Upstream services that expect Bearer or HTTP Basic credentials still use Header Auth: you store the exact header name and value the upstream expects (often Authorization). Examples: Bearer token
HeaderValue
AuthorizationBearer <your-upstream-access-token>
Enter the same Header name and value in the integration’s Header Auth (or account-level Header Auth). Username and password (HTTP Basic) Basic authentication sends a single Authorization header whose value is Basic followed by the Base64 encoding of username:password (UTF-8), with no newline inside that string.
  1. Build the string username:password (colon between user and password).
  2. Base64-encode it (standard Base64, padding as needed).
  3. Set Header Auth to Authorization = Basic <encoded-result>.
Example (compute once, paste the header value into the gateway): 
import base64

user = "myuser"
password = "mypass"
token = base64.b64encode(f"{user}:{password}".encode("utf-8")).decode("ascii")
# token is e.g. "bXl1c2VyOm15cGFzcw=="
print(f'Authorization: Basic {token}')
Equivalent one-liners: 
# macOS / Linux — prints the Base64 segment (prefix with `Basic ` for the full header value)
printf '%s' 'myuser:mypass' | base64
Paste Authorization = Basic <output-from-above> into Header Auth in the UI. API key in a custom header (e.g.

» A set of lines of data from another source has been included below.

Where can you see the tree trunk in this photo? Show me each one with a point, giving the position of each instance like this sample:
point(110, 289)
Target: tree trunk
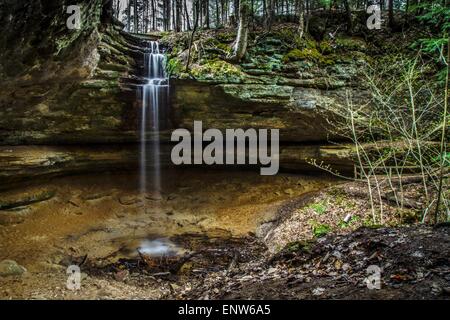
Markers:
point(348, 13)
point(270, 14)
point(129, 16)
point(391, 13)
point(301, 20)
point(196, 9)
point(240, 46)
point(135, 16)
point(188, 23)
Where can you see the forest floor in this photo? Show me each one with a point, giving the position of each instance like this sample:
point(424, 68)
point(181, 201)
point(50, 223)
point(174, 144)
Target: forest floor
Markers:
point(281, 239)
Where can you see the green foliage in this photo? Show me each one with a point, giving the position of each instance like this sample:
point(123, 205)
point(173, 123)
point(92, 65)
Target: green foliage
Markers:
point(310, 54)
point(319, 207)
point(320, 230)
point(174, 66)
point(437, 18)
point(216, 69)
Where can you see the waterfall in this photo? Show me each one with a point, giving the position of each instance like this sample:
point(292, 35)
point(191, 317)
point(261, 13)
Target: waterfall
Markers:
point(154, 94)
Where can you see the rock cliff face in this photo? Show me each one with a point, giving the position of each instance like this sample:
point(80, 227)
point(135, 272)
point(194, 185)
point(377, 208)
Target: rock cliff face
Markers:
point(275, 87)
point(66, 86)
point(61, 87)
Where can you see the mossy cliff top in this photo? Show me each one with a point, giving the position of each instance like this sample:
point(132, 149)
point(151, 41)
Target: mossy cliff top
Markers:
point(281, 55)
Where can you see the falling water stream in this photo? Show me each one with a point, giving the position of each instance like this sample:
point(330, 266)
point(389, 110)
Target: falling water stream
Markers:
point(154, 94)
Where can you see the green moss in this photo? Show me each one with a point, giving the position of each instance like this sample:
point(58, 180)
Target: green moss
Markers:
point(320, 230)
point(325, 47)
point(310, 54)
point(319, 207)
point(174, 66)
point(352, 44)
point(217, 70)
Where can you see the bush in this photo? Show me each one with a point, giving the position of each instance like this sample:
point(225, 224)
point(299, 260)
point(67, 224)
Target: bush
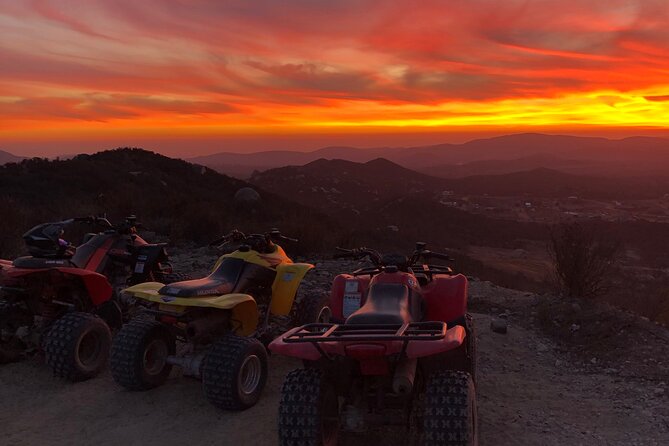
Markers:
point(583, 259)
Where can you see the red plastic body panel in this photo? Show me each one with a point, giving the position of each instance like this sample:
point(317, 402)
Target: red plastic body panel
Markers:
point(97, 285)
point(356, 286)
point(446, 298)
point(455, 336)
point(99, 255)
point(370, 357)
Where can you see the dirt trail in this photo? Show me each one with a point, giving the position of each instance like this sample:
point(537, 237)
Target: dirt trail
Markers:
point(523, 399)
point(530, 393)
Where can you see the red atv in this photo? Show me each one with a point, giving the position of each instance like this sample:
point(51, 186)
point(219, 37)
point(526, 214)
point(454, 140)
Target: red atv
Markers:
point(63, 299)
point(402, 351)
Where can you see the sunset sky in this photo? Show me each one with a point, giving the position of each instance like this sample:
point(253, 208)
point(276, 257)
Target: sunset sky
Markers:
point(191, 77)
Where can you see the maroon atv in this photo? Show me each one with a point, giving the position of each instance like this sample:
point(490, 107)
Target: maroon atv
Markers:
point(63, 299)
point(400, 349)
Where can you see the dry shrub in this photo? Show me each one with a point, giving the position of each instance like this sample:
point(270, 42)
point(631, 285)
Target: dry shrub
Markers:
point(583, 259)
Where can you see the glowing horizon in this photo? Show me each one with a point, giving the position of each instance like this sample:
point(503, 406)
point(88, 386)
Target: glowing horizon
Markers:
point(107, 71)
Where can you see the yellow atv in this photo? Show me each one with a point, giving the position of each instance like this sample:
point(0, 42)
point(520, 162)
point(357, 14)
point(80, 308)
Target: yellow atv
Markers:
point(217, 322)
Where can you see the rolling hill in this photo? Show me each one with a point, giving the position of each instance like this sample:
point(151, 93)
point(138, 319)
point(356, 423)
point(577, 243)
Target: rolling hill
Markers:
point(585, 155)
point(338, 184)
point(170, 196)
point(6, 157)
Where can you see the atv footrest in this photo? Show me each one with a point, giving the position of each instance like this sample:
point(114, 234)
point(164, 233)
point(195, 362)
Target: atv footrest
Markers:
point(412, 331)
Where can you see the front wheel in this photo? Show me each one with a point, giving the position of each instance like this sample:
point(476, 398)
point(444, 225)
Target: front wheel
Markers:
point(449, 412)
point(139, 354)
point(77, 346)
point(308, 410)
point(234, 372)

Azure Speech)
HeaderValue
Ocp-Apim-Subscription-Key<subscription-key>

Use cases

import requests

# Integration Base URL should be like https://<region>.tts.speech.microsoft.com/cognitiveservices (no trailing slash).
# Append only the REST suffix — here `v1` for SSML — so the upstream becomes …/cognitiveservices/v1
url = "{GATEWAY_BASE_URL}/proxy-api/{providerAccountName}/{endpointName}/v1"

headers = {
    "Authorization": "Bearer your-truefoundry-api-key",
    "Content-Type": "application/ssml+xml",
    "X-Microsoft-OutputFormat": "audio-16khz-128kbitrate-mono-mp3",
}

ssml = """
<speak version='1.0' xml:lang='en-US'>
  <voice xml:lang='en-US' xml:gender='Female' name='en-US-JennyNeural'>
    Hello from the gateway.
  </voice>
</speak>
"""

response = requests.post(url, headers=headers, data=ssml.encode("utf-8"))
response.raise_for_status()
# Response body is binary audio from the upstream service.
open("output.mp3", "wb").write(response.content)

Configuration reference

Provider account (provider-account/custom-endpoint)

FieldDescription
NameUnique account identifier (lowercase letters, digits, hyphens; 3–32 characters); used in the gateway URL as providerAccountName
Endpoint TypeOptional: azure-speech-service or other (used for tracking / defaults in the product)
Header AuthOptional default upstream auth: header-based credentials (type: header plus a Headers map), applied when an integration has no Header Auth of its own
CollaboratorsWho can manage or use this account — see Gateway access control

Integration (endpoint)

FieldDescription
Display NameIdentifies the endpoint in the UI and in the URL as endpointName (pattern: letters, digits, -, _, .; no spaces; cannot start with a digit)
Base URLHTTPS (or HTTP) origin without a trailing slash; the gateway appends upstream-path from the request
Custom HeadersOptional key/value headers merged into every upstream request (often under Advanced)
Header AuthOptional upstream credentials as header key/value pairs; when set, replaces provider-account Header Auth for this integration
TLS SettingsOptional Reject Unauthorized toggle and optional Custom CA Certificates text for upstream TLS verification
Access ControlOptional authorized_subjects for per-subject allow lists — commonly edited via API or manifest rather than the default UI

Tracing

All traffic through Custom Endpoints is traced with span type CustomEndpoint on the gateway trace / root span. To browse requests in the dashboard, see View Traces. For general tracing concepts (traces, spans, attributes), see the LLM tracing overview.